En otras palabras, por medio de la supresión o de la censura de su representación,


queda anulada la capacidad para sentir empatía por ellos. Es imposible, en ese
contexto, hacer un duelo público por la muerte de, por ejemplo, 72 migrantes
encontrados en San Fernando, Tamaulipas, con un tiro de gracia en la cabeza o
condolerse (y con este verbo me refiero a tomar responsabilidad de los cuerpos que
nos faltan) de la desaparición de 43 normalistas en Guerrero.

Por último, quizás haya que cerrar con la mención de un concepto que me he
guardado para el final porque es el que quiero que resuene tras mi lectura. Me
refiero al concepto de comunalidad de las comunidades mixes en Oaxaca que, según
el antropólogo Floriberto Díaz Gómez, se define por la presencia de los siguientes
elementos:

1. La Tierra como madre y como territorio.

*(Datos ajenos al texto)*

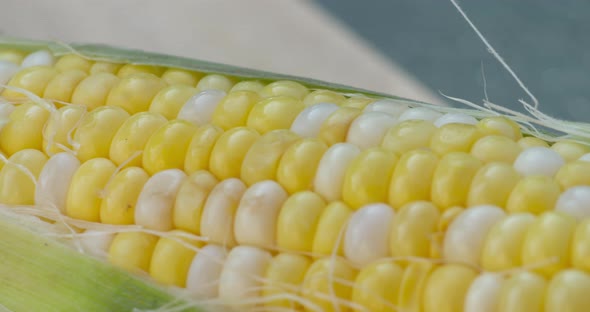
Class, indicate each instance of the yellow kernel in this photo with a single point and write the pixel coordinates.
(335, 128)
(546, 243)
(167, 147)
(262, 159)
(233, 110)
(412, 229)
(132, 251)
(492, 185)
(87, 189)
(452, 179)
(367, 177)
(62, 86)
(131, 138)
(408, 135)
(534, 194)
(298, 220)
(284, 88)
(33, 79)
(24, 128)
(177, 76)
(17, 186)
(502, 247)
(274, 113)
(299, 163)
(412, 177)
(190, 200)
(200, 147)
(120, 196)
(135, 92)
(73, 62)
(92, 92)
(170, 100)
(96, 130)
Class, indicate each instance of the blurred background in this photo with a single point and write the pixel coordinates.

2. El consenso en asamblea para la toma de decisiones.

3. El servicio gratuito como ejercicio de autoridad.

4. El trabajo colectivo como un acto de recreación.

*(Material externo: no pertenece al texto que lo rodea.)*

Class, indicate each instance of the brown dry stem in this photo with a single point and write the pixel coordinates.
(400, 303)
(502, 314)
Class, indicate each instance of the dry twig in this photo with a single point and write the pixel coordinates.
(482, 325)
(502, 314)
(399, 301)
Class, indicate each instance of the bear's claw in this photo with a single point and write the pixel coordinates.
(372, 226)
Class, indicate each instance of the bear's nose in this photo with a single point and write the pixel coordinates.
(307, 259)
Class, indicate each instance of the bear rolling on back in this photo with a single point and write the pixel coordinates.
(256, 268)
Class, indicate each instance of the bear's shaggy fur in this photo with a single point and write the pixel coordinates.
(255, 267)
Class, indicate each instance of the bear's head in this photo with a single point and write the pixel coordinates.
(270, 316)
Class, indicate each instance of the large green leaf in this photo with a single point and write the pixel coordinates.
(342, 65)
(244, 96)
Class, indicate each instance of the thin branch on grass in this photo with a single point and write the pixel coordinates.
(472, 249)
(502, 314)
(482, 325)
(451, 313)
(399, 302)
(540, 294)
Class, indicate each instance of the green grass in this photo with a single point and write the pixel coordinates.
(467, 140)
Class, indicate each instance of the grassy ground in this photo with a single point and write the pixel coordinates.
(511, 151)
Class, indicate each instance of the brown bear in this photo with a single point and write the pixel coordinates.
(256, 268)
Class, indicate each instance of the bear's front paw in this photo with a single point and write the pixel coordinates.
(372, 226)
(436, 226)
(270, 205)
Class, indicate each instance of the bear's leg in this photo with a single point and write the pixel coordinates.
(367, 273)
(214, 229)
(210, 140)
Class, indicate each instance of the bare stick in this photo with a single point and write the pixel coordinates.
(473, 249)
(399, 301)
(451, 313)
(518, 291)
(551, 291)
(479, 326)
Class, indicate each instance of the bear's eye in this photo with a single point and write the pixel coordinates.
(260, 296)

5. Los ritos y ceremonias como expresión del don comunal.

La relevancia de estas cinco tesis en el pensamiento teórico y en el trabajo


escritural de Rivera Garza consiste en que, para ella, están contenidas allí algunas
posibles directrices para logar una escritura que escape de la lógica violenta y
neoliberal de la que hablamos arriba.

La incorporación de estas ideas dentro de las prácticas creativas que permiten


soportes digitales para la escritura son, quizás, la solución más cercana para lograr
hacer textos que -hago mías las palabras de Rivera Garza sobre Entre las cenizas-
sean capaces de salvar la vida de alguien.